What has the U.N. International Decade of the World’s Indigenous People meant to the pygmy peoples in the Democratic Republic of Congo (DRC)?

Pygmy peoples in the DRC have heard about the International Decade and have received some funds, for example to establish a small magazine, but in truth the Decade has not made much of a difference in their lives. The challenges they face are enormous. Most pygmies cannot read or write, thus they have almost no means for communicating with others, including the government. In addition, they are facing conflict on three levels: (1) internal conflict among different groups, and within groups over differing philosophies of how to deal with the outside world; (2) external conflict with other ethnic groups in Congo, and with economic predators who want to extract the resources found in their forests, including timber; and (3) armed conflict that has become endemic in the part of the DRC in which they live.

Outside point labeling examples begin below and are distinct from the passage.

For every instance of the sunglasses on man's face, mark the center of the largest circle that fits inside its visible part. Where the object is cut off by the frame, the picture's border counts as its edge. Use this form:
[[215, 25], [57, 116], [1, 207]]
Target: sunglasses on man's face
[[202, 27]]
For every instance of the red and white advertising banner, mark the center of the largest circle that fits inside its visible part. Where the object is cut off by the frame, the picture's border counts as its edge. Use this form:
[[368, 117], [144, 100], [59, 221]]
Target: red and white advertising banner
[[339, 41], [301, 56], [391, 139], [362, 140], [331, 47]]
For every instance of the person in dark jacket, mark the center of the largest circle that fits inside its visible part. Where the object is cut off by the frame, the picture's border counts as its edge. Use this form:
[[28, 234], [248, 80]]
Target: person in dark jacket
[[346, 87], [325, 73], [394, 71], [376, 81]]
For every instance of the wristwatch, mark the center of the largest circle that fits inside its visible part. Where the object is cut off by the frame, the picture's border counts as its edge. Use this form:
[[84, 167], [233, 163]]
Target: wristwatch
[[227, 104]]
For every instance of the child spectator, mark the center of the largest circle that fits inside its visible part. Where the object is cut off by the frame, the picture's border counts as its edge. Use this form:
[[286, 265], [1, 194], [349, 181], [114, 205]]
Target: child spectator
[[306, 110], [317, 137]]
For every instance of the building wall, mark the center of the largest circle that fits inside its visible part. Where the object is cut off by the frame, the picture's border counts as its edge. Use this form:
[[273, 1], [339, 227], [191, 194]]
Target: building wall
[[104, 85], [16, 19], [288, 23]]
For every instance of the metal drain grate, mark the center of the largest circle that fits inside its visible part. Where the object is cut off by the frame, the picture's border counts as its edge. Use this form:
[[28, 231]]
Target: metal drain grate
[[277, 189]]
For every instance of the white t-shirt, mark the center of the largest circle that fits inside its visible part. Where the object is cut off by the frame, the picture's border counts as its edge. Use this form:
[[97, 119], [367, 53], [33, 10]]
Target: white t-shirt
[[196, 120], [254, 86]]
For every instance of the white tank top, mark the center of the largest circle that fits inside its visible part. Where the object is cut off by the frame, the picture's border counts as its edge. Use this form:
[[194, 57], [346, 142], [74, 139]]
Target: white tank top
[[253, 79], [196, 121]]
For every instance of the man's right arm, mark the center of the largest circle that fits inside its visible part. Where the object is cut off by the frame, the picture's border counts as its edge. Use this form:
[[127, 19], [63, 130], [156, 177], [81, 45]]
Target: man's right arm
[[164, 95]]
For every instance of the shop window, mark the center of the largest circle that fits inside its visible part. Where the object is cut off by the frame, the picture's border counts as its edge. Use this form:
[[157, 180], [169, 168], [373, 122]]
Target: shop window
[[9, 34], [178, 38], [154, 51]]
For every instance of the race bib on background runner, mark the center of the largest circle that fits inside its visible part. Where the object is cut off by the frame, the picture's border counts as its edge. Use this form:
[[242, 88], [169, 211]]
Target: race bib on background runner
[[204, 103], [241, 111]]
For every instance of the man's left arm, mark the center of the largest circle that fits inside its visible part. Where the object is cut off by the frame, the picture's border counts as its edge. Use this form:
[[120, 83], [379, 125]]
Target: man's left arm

On the other hand, the International Decade has made it possible for some pygmy representatives to meet government officials for the first time. While talking to officials is nearly impossible within the DRC, by getting funds to participate in U.N. meetings like the Working Group on Indigenous Populations, pygmy representatives have the opportunity to meet with DRC officials in Geneva or New York. As a result of one meeting in New York, international representatives of the DRC government promised to defend before Parliament two laws that would limit mining and forestry on pygmy lands. That legislation is now pending. DRC officials also are beginning to gain awareness of International Labor Organization Convention 169 and the rights it protects.

But when you compare the amount of money spent on U.N. conferences with the impact on the ground, the outcome is grossly disproportionate. There needs to be a shift so that far more international resources reach the grassroots.

Assuming there is a second International Decade, how would you like international resources benefiting indigenous people to be spent?

I think the greatest priority is education. Up until now, the U.N. has said that education is not part of the International Decade framework. But without education, pygmy peoples are not in a position to represent themselves. Representation and political participation will be crucial to ensuring that laws to protect pygmies are put in place in the DRC, and that they are enforced at the local, regional, and national levels.